Nothing goes as planned, especially from my end. My reading glasses are in my checked-in valise, where they can’t do much good, rather than in my handbag. The same happened to my return train ticket from Bern to Zurich. I realize that I must factor into my preparations the fact that I am not as attentive or meticulous in my packing as I once was. There are cracks, and there’s no reason to assume they’ll get fewer or even disappear.

But I have no intention of staying put. I still need to see the world, listen to new consonants (I love the zh sound you hear so much here), notice a very short, elderly woman wearing a pink hijab that half covers a scarred face laughing hard at something on her mobile phone, watch the Euro matches with a group of men wearing red T-shirts and downing beer after beer.

From the time I was small I was fascinated by the simplest life stories. When I talk to my sister on Friday night her time, after she returns from the Sabbath dinner, I ask: What did you cook? What did your daughter cook? Did Dennis bake? What did he make? What did you talk about? Often, she’ll say: You know, the usual, nothing new. I don’t buy nothing new; I don’t buy the usual. It’s the small, ostensibly trivial things that give one the real picture, the color and furnishings of everyday life—the lamp in the corner, the flowers on the coffee table, Phoebe my canine niece barking nonstop.

In Montenegro we had some exotic adventures: Swam in the Blue Caves, rocky caverns you can only get to via boat and whose water is not aquamarine, not green-blue or gray-blue or dark blue, but essence-of-blue. The same boat took us to the tunnels Tito used during World War II to hide his own boats and even small subs.

History and geography are all around us. Bosnia isn’t far, Dubrovnik and Mostar in Croatia are 1-1/2 hours and 3 hours away, respectively. And when we reached the Adriatic, I asked the boat skipper how long a boat ride to Italy on the other shore of the sea, and he said 6 hours. How close geographically these countries are to each other, and how different the languages, cultures, histories and religions.

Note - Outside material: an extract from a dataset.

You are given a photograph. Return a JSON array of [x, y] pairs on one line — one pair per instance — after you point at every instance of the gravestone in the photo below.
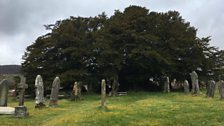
[[115, 87], [211, 88], [4, 89], [167, 85], [54, 92], [220, 84], [39, 99], [76, 91], [103, 94], [186, 87], [21, 110], [194, 80]]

No wonder it’s so hard for them to come and stay together in the EU.

I could have stayed on board our boat just to talk with the passengers: three men, two of whom were Saudi and the other Egyptian, an English couple, and the three siblings, one from the US and two from Jerusalem in Israel. Everyone smiled courteously to each other when we introduced ourselves, but as soon as we got off the boat for a 15-minute layover at a tiny island shrine called Our Lady of the Rocks, we ended up talking with the Saudi cancer geneticist who was with us. My brother wished him a good Eid (the holiday going on all week), and then we proceeded to compare feelings and thoughts about the war.

Did we go deep? No, there wasn’t much time to develop the necessary trust. But did we avoid courteous, thin-lipped smiles? By all means.

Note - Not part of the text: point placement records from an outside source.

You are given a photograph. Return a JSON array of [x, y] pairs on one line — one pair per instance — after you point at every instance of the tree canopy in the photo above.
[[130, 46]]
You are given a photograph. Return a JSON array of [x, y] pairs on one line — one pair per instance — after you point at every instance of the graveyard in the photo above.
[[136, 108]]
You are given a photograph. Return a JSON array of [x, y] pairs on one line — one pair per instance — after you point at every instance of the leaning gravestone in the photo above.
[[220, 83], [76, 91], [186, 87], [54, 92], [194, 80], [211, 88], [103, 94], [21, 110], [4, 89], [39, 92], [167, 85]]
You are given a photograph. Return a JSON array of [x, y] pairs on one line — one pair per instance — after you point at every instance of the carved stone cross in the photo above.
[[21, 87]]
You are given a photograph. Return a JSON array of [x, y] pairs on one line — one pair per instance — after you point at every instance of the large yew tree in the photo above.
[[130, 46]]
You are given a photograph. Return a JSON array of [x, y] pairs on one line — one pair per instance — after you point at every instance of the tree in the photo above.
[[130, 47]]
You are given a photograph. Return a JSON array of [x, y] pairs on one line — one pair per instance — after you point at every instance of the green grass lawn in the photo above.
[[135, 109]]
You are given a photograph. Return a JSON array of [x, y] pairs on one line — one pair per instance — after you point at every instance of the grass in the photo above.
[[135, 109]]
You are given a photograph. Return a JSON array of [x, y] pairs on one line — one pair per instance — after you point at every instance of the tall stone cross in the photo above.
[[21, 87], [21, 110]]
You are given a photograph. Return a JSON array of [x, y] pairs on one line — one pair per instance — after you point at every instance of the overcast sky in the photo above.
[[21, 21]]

Staying in Montenegro, close to Tivat and Kotor, reminded me of the French Riviera which I visited twice many years ago. It lacks the ostentatious wealth and snobbery, but Montenegro has the only fjord in the Balkans, the cleanest, clearest water in which to swim, and craggy mountains. It was the perfect backdrop to celebrating my sister’s 70th.

Last night, our last night there, we finally discussed the war, and differences and passions arose. But the container held. We’d worked hard at stretching it and stretching it, so that regardless of our height or weight, religious or political persuasions, it held. We were considerate, but nobody had to be quiet.

At least these three Semites continue to love each other, greet each other in the morning with the same question: “Do you want coffee?”